Une menace accélérée par l'intelligence artificielle
L'effort d'attaque évolue plus vite que la défense. Les chercheurs en sécurité utilisent désormais l'IA pour trouver des failles à grande échelle. Entre la fin 2025 et avril 2026, la part des soumissions de vulnérabilités au programme de récompenses Wordfence impliquant une assistance IA est passée de 16 % à 66 %. Sur la même période, le volume total de ces soumissions a augmenté de 453 %. Cette automatisation de la détection de failles signifie que les propriétaires de sites doivent aussi automatiser et renforcer leur défense, ce qui alourdit la facture.
La dette technique : un tiers des plugins potentiellement obsolètes
La sécurité n'est pas le seul poste caché. La maintenance ordinaire se heurte à une masse de composants non maintenus. En 2026, environ 35 % des plugins disponibles sur le dépôt officiel de WordPress n'ont pas été mis à jour depuis plus de 12 mois. Beaucoup de ces extensions comptent encore des centaines de milliers d'installations actives. Un plugin non mis à jour est un passif : il peut cesser de fonctionner avec les versions récentes de WordPress ou PHP, devenir non auditable, ou surtout, contenir des failles de sécurité qui ne seront jamais corrigées. C'est une dette technique qui s'accumule silencieusement.

WordPress vs Drupal : une exposition disproportionnée
On pourrait penser que ces problèmes sont simplement proportionnels à la popularité d'un CMS. La comparaison avec Drupal montre le contraire. WordPress a environ 270 fois plus de sites que Drupal, mais le nombre de vulnérabilités divulguées est 54 fois supérieur. Site par site, WordPress génère donc plus de vulnérabilités que sa seule part de marché ne l'explique. L'écosystème fragmenté de plugins, où chacun développe sa propre sécurité, en est le facteur déterminant.

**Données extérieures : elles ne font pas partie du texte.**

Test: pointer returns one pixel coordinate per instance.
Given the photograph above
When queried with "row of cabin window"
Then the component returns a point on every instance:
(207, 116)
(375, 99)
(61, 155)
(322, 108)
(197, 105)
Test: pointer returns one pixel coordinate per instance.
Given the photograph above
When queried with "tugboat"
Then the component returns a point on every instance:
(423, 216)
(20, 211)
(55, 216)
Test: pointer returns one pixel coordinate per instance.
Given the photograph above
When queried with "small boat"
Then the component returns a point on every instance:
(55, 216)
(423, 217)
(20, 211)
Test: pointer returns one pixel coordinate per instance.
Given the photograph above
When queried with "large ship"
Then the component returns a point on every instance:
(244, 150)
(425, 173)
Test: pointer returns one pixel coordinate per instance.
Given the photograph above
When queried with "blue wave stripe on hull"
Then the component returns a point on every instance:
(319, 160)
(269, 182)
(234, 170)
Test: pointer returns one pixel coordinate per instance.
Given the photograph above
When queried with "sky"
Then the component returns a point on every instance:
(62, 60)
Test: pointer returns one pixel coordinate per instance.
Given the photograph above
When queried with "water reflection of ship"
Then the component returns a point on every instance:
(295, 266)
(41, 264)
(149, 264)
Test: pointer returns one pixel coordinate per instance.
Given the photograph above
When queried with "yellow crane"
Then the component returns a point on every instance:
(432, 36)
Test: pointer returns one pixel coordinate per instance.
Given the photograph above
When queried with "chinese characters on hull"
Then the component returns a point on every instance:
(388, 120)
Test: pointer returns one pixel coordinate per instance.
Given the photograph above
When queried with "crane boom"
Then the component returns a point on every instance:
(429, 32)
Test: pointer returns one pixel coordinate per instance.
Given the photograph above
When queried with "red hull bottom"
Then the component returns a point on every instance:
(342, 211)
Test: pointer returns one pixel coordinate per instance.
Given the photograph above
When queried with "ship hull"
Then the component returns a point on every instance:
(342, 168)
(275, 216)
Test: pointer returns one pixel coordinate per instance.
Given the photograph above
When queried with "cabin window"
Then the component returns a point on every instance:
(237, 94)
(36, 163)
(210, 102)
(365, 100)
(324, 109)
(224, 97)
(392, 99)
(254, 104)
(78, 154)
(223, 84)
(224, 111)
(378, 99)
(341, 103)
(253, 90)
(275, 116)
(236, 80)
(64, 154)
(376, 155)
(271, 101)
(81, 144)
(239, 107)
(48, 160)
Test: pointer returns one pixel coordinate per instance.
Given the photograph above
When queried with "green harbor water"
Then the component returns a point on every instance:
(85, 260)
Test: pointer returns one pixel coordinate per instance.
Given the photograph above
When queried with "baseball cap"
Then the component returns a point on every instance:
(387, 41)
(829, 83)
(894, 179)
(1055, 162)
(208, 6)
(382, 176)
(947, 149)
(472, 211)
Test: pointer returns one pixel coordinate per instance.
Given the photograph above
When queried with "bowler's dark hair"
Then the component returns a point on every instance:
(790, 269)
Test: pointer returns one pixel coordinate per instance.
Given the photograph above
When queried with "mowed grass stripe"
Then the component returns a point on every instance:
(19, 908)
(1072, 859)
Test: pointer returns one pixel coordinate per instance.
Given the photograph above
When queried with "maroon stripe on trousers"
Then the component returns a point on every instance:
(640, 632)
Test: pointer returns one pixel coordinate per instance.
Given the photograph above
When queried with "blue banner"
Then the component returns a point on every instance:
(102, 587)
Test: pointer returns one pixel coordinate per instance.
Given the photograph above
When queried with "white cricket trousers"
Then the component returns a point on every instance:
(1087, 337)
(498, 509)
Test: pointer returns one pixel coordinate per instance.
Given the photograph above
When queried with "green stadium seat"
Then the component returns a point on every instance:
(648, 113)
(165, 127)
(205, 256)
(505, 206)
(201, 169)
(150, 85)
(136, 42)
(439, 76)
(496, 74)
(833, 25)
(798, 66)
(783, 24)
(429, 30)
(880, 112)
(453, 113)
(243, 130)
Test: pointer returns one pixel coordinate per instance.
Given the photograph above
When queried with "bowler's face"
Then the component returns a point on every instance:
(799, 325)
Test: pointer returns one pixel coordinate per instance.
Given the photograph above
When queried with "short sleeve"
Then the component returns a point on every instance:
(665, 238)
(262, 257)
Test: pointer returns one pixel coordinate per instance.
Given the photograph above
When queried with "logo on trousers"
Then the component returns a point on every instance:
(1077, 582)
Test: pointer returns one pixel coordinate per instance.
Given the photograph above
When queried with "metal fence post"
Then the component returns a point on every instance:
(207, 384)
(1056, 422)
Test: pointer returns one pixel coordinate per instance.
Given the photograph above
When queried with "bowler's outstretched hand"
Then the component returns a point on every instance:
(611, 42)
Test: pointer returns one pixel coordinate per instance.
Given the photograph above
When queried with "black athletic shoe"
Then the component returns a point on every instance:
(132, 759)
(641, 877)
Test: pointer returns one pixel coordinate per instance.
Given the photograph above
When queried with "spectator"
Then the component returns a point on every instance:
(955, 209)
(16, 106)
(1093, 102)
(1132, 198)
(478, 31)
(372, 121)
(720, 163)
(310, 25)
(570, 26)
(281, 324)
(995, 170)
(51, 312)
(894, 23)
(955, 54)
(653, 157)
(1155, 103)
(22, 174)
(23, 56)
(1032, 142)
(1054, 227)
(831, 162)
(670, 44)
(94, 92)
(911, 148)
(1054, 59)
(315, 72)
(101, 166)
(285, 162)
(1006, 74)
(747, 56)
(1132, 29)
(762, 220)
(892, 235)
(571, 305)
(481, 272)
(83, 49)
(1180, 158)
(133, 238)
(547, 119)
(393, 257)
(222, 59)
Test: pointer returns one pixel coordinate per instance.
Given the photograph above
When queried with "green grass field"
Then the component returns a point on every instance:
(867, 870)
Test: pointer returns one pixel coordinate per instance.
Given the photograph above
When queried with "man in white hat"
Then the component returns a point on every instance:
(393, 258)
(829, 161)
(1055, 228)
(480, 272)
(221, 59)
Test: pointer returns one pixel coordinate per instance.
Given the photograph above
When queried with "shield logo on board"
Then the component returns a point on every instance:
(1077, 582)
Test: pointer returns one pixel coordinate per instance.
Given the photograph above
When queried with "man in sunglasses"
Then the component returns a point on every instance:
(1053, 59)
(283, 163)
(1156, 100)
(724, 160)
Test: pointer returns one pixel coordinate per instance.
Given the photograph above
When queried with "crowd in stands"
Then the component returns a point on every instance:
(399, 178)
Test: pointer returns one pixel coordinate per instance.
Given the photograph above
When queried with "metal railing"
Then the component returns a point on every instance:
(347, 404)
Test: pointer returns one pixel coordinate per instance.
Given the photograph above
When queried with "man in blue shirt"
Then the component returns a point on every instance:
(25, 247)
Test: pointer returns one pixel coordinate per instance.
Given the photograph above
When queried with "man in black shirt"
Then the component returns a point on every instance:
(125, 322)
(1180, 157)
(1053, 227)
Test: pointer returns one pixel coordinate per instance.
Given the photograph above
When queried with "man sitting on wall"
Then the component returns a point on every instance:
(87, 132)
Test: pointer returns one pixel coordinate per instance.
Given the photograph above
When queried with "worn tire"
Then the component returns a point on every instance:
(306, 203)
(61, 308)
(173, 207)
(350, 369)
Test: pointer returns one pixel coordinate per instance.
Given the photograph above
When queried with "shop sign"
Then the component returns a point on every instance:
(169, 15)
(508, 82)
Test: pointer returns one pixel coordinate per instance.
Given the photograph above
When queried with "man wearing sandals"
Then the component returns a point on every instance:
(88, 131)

Un budget annuel à anticiper
Un propriétaire de site WordPress doit intégrer ces postes dans son budget annuel. Héberger le site est la dépense la plus visible, mais elle ne représente souvent qu'une fraction du coût réel. La sécurité professionnelle, les mises à jour régulières, la vérification de la compatibilité des plugins et la gestion de la dette technique absorbent des ressources, qu'elles soient financières ou en temps. Avant de comparer des offres d'hébergement au centime près, il est plus judicieux d'évaluer la santé technique de son installation et de provisionner un budget de sécurité adéquat. L'alternative est de porter un risque inutile, car le "gratuit" de l'installation initiale est le mirage le plus coûteux du web en 2026.